I was thinking that was gonna be the last question, but I did have another one, sorry about that. So, Chad GPT to GPT-4. GPT-4, when you first started using it, what are some of the skills that it demonstrated that surprised even you? - Well, there were lots of really cool things that it demonstrated, which were quite cool and surprising.

It was quite good. So I'll mention two, so let's see. I'm just trying to think about the best way to go about it. The short answer is that the level of its reliability was surprising. Where the previous neural networks, if you asked them a question, sometimes they might misunderstand something in a kind of a silly way.

Whereas with GPT-4, that stopped happening. Its ability to solve math problems became far greater. It was like you could really do the derivation, and long, complicated derivation, and you could convert the units and so on. And that was really cool. You know, like many people have-- - It works through a proof.

It works through a proof. - Yeah. - That's pretty amazing. - Not all proofs, naturally, but quite a few. Or another example would be, like many people noticed that it has the ability to produce poems with every word starting with the same letter, or every word starting with some-- - It follows instructions really, really clearly.

- Not perfectly still, but much better than before. - Yeah, really good. - And on the vision side, I really love how it can explain jokes. It can explain memes. You show it a meme and ask it why it's funny, and it will tell you, and it will be correct.

The vision part, I think, is very, was also very, it's like really actually seeing it when you can ask follow-up questions about some complicated image with a complicated diagram and get an explanation. That's really cool. But yeah, overall, I will say, to take a step back, you know, I've been in this business for quite some time.

Actually, like almost exactly 20 years. And the thing which I find most surprising is that it actually works. (laughing) - Yeah. - Like it turned out to be the same little thing all along, which is no longer little, and a lot more serious and much more intense, but it's the same neural network, just larger, trained on maybe larger data sets in different ways with the same fundamental training algorithm.

- Yeah. - So it's like, wow. I would say this is what I find the most surprising. - Yeah. - Whenever I take a step back, I go, how is it possible that those ideas, those conceptual ideas about, well, the brain has neurons, so maybe artificial neurons are just as good, and so maybe we just need to train them somehow with some learning algorithm, that those arguments turned out to be so incredibly correct.

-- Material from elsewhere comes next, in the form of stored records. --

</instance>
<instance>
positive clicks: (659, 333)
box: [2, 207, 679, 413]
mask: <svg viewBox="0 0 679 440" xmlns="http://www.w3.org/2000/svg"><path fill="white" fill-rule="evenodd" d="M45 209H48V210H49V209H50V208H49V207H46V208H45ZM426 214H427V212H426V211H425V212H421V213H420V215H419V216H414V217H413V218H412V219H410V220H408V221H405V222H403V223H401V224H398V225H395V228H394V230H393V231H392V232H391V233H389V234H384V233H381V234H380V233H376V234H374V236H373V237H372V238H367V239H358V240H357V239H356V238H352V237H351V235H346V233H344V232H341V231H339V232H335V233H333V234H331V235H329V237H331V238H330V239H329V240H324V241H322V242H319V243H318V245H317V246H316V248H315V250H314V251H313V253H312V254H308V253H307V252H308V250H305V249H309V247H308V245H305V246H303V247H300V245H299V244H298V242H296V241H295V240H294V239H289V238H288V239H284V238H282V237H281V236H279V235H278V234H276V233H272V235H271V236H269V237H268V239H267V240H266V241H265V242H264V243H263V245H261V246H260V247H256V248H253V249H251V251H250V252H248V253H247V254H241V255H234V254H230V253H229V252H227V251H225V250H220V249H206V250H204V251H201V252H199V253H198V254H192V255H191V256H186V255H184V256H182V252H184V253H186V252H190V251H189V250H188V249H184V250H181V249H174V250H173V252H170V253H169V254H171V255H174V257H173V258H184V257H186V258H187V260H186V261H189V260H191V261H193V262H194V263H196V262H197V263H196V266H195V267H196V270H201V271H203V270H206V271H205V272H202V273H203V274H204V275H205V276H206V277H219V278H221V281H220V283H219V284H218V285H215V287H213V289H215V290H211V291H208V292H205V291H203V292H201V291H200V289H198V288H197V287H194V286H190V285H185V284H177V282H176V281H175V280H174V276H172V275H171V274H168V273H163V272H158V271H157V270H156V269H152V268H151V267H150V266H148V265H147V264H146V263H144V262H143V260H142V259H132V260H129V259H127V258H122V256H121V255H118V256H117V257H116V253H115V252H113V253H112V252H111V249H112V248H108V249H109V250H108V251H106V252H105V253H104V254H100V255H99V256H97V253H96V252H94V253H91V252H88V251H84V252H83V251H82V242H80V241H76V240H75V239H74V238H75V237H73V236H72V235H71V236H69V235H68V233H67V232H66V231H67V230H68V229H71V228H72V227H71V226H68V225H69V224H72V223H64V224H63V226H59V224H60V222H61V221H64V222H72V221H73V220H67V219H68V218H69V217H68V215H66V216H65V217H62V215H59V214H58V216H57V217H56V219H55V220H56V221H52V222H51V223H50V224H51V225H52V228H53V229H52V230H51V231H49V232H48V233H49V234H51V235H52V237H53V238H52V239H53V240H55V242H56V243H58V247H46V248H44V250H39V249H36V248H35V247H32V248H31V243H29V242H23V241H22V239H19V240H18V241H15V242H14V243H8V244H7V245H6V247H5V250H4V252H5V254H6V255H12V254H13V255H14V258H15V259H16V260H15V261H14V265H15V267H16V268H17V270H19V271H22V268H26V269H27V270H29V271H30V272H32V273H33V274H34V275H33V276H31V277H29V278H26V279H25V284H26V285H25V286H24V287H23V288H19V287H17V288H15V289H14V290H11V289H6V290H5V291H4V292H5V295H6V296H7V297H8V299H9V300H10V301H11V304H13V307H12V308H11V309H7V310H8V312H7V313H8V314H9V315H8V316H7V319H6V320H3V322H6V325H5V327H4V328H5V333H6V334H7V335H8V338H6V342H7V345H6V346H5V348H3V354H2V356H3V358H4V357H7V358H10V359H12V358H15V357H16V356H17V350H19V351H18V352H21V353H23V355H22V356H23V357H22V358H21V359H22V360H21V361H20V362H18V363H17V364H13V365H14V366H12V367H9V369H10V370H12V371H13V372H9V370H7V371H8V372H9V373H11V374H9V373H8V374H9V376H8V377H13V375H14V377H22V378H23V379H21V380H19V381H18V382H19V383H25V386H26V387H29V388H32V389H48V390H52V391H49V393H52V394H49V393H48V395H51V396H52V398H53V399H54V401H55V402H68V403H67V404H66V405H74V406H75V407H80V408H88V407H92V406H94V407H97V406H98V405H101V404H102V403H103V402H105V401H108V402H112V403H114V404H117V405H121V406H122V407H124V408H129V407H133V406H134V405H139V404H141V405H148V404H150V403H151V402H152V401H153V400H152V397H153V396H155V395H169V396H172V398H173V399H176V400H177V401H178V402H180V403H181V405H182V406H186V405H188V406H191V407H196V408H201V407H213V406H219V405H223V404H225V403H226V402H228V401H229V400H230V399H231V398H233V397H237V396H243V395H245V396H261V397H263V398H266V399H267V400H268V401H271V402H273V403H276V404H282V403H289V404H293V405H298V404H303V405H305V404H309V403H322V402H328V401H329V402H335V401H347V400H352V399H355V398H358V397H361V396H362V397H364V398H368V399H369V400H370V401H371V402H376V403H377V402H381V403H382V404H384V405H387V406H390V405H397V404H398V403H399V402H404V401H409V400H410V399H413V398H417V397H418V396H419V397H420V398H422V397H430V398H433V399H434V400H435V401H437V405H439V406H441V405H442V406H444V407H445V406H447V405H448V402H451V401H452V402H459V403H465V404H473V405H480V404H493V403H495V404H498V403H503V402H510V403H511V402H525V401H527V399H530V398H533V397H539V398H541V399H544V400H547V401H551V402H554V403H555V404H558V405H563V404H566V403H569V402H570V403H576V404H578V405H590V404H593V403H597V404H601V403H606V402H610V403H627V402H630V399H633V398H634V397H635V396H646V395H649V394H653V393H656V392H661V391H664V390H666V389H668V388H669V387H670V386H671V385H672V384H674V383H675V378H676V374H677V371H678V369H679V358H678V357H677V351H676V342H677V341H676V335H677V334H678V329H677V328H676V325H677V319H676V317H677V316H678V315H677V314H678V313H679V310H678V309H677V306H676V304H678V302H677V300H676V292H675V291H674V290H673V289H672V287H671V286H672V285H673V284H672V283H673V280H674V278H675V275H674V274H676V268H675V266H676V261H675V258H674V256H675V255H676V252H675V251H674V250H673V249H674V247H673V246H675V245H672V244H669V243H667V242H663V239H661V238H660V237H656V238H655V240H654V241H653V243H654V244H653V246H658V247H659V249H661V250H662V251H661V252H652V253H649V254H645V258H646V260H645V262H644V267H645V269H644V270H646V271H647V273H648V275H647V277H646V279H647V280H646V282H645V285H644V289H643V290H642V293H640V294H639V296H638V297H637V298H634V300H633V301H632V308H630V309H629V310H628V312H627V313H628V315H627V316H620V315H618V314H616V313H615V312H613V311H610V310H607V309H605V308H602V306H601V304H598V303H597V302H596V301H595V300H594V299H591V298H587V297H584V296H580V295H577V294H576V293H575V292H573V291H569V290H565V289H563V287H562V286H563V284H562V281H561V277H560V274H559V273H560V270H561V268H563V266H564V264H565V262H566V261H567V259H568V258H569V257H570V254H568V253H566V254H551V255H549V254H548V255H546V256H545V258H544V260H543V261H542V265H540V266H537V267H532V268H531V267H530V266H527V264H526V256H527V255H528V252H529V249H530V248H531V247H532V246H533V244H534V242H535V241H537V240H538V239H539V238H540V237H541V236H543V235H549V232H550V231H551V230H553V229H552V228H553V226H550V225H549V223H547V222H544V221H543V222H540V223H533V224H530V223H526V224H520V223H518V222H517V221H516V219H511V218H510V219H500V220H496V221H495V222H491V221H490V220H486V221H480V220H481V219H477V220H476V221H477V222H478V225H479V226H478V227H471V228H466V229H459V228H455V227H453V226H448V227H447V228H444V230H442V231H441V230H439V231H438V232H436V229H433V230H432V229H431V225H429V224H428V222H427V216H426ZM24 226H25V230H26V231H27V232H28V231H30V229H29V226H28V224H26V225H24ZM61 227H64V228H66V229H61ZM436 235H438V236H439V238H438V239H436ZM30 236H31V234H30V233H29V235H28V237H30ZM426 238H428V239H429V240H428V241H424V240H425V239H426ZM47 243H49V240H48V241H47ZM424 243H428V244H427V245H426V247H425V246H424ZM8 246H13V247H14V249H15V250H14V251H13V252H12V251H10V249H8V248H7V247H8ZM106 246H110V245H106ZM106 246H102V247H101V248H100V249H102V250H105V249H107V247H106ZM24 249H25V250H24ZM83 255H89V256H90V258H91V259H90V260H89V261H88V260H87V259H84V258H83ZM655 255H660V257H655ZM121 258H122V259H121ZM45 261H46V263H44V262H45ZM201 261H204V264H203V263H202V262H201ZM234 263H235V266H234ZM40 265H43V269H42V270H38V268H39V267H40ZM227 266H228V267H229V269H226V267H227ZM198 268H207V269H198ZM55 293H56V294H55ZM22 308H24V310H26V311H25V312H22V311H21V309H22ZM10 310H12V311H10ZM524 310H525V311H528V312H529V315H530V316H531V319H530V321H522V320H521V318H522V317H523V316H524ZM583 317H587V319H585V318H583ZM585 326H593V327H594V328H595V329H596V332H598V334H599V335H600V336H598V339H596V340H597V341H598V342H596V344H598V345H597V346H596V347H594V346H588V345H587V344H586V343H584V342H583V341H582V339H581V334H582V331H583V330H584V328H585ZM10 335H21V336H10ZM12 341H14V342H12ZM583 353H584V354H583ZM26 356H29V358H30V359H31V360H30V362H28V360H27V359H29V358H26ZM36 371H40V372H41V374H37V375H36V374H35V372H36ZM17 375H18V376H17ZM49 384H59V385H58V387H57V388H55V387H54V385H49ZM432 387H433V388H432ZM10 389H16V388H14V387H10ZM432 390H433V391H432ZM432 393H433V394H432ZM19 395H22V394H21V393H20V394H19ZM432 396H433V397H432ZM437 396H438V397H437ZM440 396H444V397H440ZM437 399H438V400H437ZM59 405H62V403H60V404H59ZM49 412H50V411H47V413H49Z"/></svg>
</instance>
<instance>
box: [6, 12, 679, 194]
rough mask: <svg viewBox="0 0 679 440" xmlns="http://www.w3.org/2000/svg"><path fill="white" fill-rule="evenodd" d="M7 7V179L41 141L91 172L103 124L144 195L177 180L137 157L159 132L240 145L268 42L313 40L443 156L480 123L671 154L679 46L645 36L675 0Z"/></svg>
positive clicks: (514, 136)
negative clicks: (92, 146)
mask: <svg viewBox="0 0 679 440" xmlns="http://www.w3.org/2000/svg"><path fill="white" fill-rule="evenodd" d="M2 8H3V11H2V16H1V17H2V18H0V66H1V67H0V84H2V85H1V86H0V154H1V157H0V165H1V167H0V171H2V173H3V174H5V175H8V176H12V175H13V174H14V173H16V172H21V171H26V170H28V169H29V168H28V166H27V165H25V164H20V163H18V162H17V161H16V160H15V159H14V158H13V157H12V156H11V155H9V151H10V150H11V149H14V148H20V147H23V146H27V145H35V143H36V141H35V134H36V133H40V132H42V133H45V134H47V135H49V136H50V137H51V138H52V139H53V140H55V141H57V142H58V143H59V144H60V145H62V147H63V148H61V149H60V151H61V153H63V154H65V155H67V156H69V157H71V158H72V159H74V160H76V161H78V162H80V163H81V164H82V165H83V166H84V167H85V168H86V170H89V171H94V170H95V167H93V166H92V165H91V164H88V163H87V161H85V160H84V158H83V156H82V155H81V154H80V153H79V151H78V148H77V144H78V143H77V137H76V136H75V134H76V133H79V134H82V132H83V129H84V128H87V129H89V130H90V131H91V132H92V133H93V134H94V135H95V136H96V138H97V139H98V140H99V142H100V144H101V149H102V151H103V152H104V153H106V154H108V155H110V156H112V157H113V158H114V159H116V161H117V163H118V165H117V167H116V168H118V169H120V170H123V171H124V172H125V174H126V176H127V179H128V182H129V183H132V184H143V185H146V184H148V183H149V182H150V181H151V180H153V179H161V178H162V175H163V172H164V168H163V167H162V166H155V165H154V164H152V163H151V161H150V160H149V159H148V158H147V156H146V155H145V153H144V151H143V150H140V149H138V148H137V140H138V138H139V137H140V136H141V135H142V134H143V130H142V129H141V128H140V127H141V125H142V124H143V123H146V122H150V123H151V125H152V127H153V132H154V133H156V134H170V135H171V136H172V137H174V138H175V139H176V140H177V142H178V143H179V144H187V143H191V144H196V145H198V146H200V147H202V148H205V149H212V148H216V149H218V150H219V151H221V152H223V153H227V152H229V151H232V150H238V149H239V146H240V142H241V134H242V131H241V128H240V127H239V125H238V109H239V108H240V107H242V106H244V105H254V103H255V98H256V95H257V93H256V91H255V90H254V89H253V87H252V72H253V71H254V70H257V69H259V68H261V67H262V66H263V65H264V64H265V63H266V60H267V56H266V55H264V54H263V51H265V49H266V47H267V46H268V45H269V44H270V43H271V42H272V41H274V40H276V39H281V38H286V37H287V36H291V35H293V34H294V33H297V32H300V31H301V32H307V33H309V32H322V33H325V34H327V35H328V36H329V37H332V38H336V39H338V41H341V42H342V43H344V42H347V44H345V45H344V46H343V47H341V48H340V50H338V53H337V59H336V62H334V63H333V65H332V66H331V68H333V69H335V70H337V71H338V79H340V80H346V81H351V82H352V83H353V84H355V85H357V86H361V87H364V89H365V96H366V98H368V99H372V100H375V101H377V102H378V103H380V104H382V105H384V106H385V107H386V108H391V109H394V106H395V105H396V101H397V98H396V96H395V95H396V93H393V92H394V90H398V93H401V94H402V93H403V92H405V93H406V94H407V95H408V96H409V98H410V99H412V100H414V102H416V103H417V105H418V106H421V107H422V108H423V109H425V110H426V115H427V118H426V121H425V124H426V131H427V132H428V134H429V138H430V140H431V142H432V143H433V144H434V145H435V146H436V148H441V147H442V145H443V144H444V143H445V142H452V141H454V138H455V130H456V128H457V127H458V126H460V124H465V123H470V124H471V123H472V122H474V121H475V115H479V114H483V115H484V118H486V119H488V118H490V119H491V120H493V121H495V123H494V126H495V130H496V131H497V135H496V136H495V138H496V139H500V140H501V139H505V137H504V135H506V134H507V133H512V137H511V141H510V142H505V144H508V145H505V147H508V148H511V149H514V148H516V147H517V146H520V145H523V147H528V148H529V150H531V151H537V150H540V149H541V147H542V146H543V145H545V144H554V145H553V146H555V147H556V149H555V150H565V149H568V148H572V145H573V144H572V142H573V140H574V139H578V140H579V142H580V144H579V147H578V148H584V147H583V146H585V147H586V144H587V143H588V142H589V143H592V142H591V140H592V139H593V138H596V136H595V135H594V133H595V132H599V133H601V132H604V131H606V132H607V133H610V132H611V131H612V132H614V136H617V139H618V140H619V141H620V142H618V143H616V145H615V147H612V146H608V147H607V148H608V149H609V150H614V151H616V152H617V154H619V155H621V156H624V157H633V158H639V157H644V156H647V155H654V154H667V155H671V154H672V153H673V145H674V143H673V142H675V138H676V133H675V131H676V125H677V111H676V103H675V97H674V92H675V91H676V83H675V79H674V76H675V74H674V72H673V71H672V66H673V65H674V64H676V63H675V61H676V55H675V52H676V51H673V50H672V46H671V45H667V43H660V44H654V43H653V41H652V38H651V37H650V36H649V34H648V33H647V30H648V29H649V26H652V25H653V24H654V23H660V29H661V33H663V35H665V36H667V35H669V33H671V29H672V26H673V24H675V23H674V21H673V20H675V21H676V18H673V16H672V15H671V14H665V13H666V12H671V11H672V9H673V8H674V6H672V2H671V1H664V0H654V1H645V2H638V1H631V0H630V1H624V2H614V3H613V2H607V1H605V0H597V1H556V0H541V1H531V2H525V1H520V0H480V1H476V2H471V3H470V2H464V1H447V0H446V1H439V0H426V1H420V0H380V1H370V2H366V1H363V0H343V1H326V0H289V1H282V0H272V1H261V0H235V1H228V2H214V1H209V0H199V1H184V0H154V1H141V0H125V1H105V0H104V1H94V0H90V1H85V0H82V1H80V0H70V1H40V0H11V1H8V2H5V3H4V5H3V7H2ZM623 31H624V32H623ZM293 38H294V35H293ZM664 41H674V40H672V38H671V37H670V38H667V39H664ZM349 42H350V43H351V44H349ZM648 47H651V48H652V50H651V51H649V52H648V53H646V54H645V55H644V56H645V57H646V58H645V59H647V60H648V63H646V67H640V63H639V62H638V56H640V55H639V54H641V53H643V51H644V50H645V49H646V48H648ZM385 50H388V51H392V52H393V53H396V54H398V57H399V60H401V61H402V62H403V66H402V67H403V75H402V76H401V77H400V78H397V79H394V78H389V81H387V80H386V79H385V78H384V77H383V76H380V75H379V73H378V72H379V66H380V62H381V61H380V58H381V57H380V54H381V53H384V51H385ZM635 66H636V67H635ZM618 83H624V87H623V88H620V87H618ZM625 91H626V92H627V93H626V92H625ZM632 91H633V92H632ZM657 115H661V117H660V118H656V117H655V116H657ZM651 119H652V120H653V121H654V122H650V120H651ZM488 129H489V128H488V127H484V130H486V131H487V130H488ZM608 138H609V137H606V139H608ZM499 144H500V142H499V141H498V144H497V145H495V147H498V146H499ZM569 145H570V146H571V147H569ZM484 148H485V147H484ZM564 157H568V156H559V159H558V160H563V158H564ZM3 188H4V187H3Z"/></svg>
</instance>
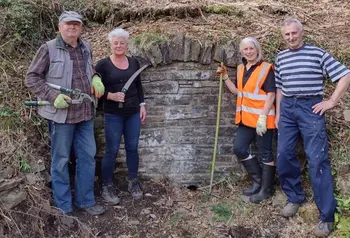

That would be the biggest surprise, I'd say. - In the 10 years that we've known each other, the models that you've trained and the amount of data that you've trained from what you did on AlexNet to now is about a million times. And no one in the world of computer science would have believed that the amount of computation that was done in that 10 years' time would be a million times larger and that you dedicated your career to go do that.

You've done many more, your body of work is incredible, but two seminal works, the invention, the co-invention with AlexNet and that early work, and now with GPT at OpenAI, it is truly remarkable what you've accomplished. It's great to catch up with you again, Ilya. I'm a good friend and it is quite an amazing moment.

And today's talk, the way you break down the problem and describe it, this is one of the best PhD, beyond PhD descriptions of the state-of-the-art of large language models. I really appreciate that. It's great to see you, congratulations. - Thank you so much. - Yeah, thank you.